4.3 Time cost for the virtual sample selection
As we previously discussed, the self-paced learning framework essentially exchanges human labor work with computational costs through the bootstrapping process. So, the time cost for training the bootstrapping CNNs could be an important factor for the proposed spCNN framework, especially for larger datasets and/or more complicated network architectures. Currently we deploy the framework on two platforms: one is an in-house server installed with two NVIDIA Tesla P-100 GPUs. The other is the NVIDIA DGX-1 deep learning system with eight P-100 GPUs interconnected with the NVIDIA NVLink . Time costs for training one bootstrapping CNN in the bootstrapping module, as well as for performing one forward-backward propagation using different hardware configurations are listed in Table 2.

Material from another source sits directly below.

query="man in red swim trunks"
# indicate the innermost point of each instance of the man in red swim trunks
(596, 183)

|Configuration||per Session (s)||per Iteration (ms)|
|In-house, single GPU||50.63||5.01%|
|In-house, 2 GPUs||50.92||5.00%|
|DGX1, single GPU||44.46||4.41%|
|DGX1, 2 GPUs||33.80||3.32%|
|DGX1, 4 GPUs||27.84||2.66%|
|DGX1, 8 GPUs||27.98||2.54%|
It can be seen that using the most advanced accelerator of NVIDIA DGX1, we can achieve a nearly 2-fold speed increase. It should be noted that the in-house sever shows a lowered running speed using two GPUs comparing with a single GPU, due to the fact that P2P DMA access between devices is needed for running Caffe in multiple-GPU mode. When the P2P access is not supported (as in our in-house server), data will need to be copied through hosts thus severely affect the performance. On the contrary, the DGX1 system is much better optimized for parallelizing the computational loads across multiple GPUs, showing the importance of the P2P DMA access and the NVIDIA NVLink technology. Also, we observe that using 8 GPUs in DGX1 does not result in better performance comparing with 4 GPUs even though the iteration time has been reduced, which is most likely due to the fact that the overhead for parallelization became dominant in the time cost for 8 GPUs. Considering the fact that the current CNN architecture is relatively simple, we envision that 8 GPUs will outperform other configurations in more complicated cases.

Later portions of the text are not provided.